At the same time, I appreciated the relatively relaxed tempo (specified in the score) at which the conductor, Johannes Fritzsch, began the opening scene. It is hard enough to perform the piece without whipping up virtuoso speeds where they are not called for. Berg, at this point, is faithful to the quasi-scientific detachment, the almost pitiless thoroughness with which Georg BuEchner's original play assembles its evidence of abuse and desperation.
The decision to place the orchestra behind the action at the rear of the stage is partly dictated by the need to find space for a large orchestra. It gives us more of the flavour of Berg's tirelessly inventive, richly detailed orchestral writing, though it prevents Fritzsch from exercising a conductor's normal degree of control over singers as well as players. Cues for the singers have to be left entirely to the prompter, Kate Young, operating from a niche at the front of the forestage.
An unsympathetic view might be that the decision also fulfils the normally unstated wish of many directors to subdue or minimise the inconvenient presence of the conductor. The orchestra becomes a background to the director's desire for maximum attention, a desire probably attributable to Kosky himself. Kosky mostly uses his opportunities responsibly and well, though in one instance at least he succumbs culpably to a director's fear of stillness on stage.

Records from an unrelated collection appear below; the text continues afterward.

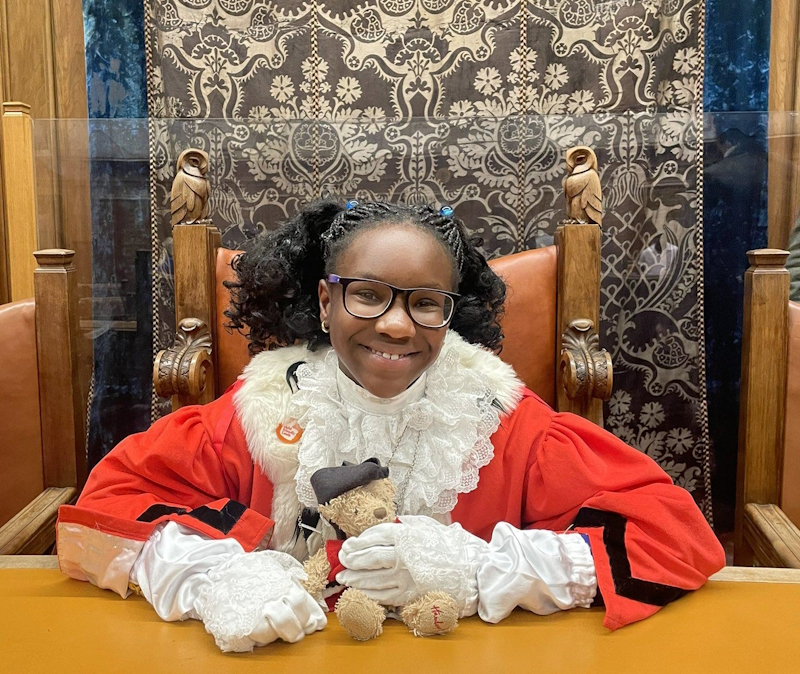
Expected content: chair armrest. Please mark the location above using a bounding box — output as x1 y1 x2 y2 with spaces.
153 317 214 406
744 503 800 568
560 318 613 402
0 487 77 555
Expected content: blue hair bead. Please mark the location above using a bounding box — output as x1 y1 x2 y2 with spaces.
439 205 453 217
345 199 359 211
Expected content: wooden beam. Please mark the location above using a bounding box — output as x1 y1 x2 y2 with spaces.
555 222 604 425
0 555 59 569
768 0 800 249
710 566 800 583
0 487 76 555
0 99 9 303
735 249 790 564
171 223 220 408
744 503 800 569
49 0 93 412
33 249 84 489
1 103 38 300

This occurs in the great D minor outpouring of feeling with which the composer's orchestra comments on the pity and terror of his drama in the transition between the two final scenes. Berg's orchestral interludes are partly intended to cover scene changes in an age of a more literal-minded theatre technique, but this one demands to be listened to without visual distraction.
Elsewhere, Kosky's over-anxious desire to achieve maximum impact for the opera and insufficient faith in the tremendous built-in power of music and text lead him into some changes of doubtful value.
The substitution of police for soldiers works reasonably well: the soldiers are, after all, represented as barracks-bound functionaries, but the change of drum-major (impersonated with suitably manic energy by Horst Hoffmann) into fireman is unconvincing. Wozzeck's murder of Marie is translated from a simple thrust of a knife into a horrific decapitation with an axe; and Kosky indulges in the Grand- Guignolish notion of having Marie's young son (admirably played by Joseph Salvat) unknowingly collect the head in a plastic carry-bag while missing the far more chilling ending with which Berg sends the boy after his companions to find the mother's body.
Elizabeth Whitehouse is a strong, positive presence as Marie, with a voice as forthright as her personality. The scenes involving her are some of the best examples of singer-director collaboration.
Richard Greager as the captain and, even more, Barry Mora as the doctor provide memorable characterisations in voice and acting; there is a fine Andres from David Collins-White. The performance is compelling and disturbing, as it should be, and introduces one of the century's greatest operas into Opera Australia's repertory just before the century ends.